Calculate the single-particle density of states $g(\epsilon)$ for the dispersion relation $\epsilon(k) = ak^{\frac{3}{2}}$ in 3D. Use $g(k) = \frac{Vk^2}{2\pi^2}$.

Homework Equations

The Attempt at a Solution

This question is worth lots of marks. My solution is a few lines, so it must be wrong, but I have no idea why. So rearranging the dispersion relation gives
$k = (\frac{\epsilon}{a})^{\frac{3}{2}}$, so that $dk = \frac{3}{2a} \epsilon^{0.5} d\epsilon$.

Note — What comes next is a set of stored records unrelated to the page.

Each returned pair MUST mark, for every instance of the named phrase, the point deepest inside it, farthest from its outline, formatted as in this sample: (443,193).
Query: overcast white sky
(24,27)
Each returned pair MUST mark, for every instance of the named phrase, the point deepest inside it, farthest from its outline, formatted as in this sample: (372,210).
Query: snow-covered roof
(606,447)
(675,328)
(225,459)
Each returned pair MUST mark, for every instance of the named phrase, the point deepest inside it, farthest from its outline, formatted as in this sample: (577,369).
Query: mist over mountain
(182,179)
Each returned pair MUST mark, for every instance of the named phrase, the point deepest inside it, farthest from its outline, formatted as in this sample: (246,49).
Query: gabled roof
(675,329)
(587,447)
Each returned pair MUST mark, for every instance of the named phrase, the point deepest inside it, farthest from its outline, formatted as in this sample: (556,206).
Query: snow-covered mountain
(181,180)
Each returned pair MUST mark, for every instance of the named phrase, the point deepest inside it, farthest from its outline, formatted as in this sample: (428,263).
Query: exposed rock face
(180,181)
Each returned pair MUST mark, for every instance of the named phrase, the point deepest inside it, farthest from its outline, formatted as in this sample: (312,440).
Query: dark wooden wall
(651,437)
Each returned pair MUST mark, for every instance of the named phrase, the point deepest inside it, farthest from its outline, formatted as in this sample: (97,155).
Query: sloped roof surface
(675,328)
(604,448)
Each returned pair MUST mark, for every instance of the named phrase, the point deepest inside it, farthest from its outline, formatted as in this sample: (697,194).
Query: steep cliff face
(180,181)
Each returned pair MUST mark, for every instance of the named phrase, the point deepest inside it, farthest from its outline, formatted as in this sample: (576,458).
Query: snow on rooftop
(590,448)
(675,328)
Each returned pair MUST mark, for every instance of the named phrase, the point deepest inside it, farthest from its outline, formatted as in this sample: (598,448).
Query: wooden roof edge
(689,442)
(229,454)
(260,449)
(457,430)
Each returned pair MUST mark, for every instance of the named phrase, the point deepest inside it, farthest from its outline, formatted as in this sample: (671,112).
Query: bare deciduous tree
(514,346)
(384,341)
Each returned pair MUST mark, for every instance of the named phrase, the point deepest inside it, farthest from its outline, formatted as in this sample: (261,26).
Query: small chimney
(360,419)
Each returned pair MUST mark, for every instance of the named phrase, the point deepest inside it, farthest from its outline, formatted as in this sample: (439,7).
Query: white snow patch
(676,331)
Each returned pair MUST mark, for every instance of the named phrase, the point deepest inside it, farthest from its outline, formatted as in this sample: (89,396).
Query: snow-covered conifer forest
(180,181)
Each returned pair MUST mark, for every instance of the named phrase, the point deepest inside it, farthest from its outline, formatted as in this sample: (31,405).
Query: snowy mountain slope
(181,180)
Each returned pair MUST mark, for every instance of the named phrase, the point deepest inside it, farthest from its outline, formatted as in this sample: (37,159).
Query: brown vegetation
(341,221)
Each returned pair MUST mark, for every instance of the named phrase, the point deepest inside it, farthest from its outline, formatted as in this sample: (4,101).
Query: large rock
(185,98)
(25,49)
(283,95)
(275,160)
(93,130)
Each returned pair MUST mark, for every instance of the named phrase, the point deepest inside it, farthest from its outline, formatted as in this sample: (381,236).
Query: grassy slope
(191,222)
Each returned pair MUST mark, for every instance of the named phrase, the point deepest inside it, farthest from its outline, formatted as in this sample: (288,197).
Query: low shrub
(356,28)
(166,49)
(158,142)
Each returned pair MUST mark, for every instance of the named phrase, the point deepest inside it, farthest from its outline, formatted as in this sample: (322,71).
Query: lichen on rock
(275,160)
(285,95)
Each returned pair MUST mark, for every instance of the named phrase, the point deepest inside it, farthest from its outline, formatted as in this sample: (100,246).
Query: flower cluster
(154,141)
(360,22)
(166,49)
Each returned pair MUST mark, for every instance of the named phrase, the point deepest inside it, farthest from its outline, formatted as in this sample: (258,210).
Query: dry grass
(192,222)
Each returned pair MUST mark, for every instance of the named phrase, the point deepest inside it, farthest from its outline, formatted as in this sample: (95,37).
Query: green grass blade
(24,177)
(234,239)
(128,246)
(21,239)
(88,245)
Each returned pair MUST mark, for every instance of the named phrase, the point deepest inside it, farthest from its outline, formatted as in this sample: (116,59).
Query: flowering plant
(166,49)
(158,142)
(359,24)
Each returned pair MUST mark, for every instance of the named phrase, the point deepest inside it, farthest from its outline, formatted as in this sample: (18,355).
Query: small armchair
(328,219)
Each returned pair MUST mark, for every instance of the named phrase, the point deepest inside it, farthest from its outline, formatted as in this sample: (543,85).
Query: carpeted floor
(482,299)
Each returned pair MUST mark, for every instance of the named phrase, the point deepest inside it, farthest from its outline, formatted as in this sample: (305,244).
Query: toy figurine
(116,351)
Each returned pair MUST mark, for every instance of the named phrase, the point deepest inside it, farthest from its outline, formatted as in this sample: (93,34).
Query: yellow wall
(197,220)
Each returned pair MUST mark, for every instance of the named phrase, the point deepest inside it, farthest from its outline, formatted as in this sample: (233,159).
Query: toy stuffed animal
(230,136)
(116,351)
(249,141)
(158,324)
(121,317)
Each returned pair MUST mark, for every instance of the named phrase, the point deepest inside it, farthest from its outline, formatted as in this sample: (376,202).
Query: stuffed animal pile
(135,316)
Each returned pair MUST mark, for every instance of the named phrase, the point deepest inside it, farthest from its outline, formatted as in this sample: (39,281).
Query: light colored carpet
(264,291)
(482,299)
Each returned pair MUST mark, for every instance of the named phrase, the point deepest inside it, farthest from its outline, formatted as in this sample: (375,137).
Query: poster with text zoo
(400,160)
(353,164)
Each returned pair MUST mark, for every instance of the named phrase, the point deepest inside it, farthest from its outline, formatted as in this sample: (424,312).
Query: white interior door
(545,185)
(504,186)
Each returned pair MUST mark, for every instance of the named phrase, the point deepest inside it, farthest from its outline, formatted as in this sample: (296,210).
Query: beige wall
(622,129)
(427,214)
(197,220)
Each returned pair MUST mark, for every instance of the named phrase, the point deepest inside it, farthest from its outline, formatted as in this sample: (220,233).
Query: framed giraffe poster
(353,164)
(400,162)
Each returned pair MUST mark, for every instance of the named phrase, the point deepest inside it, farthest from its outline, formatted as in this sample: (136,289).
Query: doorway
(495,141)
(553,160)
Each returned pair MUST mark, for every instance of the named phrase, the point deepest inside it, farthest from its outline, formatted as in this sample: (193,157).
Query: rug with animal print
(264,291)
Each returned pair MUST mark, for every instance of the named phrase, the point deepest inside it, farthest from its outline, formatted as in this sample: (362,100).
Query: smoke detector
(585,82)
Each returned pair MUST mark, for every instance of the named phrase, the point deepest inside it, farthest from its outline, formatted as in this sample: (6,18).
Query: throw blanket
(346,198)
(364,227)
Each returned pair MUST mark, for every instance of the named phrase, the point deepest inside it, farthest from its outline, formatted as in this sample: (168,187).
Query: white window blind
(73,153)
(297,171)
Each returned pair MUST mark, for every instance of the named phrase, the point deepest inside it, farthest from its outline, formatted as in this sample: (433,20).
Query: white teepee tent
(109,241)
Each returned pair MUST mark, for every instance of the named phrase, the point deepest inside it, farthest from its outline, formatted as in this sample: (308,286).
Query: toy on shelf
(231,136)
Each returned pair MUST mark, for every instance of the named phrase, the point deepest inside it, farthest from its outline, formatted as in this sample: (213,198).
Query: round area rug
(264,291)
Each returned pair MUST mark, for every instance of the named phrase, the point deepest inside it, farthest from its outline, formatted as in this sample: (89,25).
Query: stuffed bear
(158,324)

$g(k)dk = \frac{Vk^2}{2 \pi^2} dk$
Sub in the expressions for k and dk:
$g(\epsilon)d\epsilon = \frac{V\epsilon^6}{2\pi^2a^6} \frac{3}{2a}\epsilon^{\frac{1}{2}}$
$= \frac{3V\epsilon^{\frac{13}{2}}}{4\pi^2a^7} d\epsilon$
And then you can look at that and go
$g(\epsilon) = \frac{3V\epsilon^{\frac{13}{2}}}{4\pi^2a^7}$

I've clearly missed something massive or a few massive things, so any help is very much appreciated! If it looks ok let me know, but I'm slightly paranoid that I'm getting more marks for this than something that required two pages of workings. The only thing I can think is that the expressions I've been given aren't for 3D but looking on the internet they do seem to be 3D.

 

[TSny]

So rearranging the dispersion relation gives
$k = (\frac{\epsilon}{a})^{\frac{3}{2}}$

You made a mistake in solving for $k$ as a function of $\epsilon$.

Otherwise, I believe your general method is correct.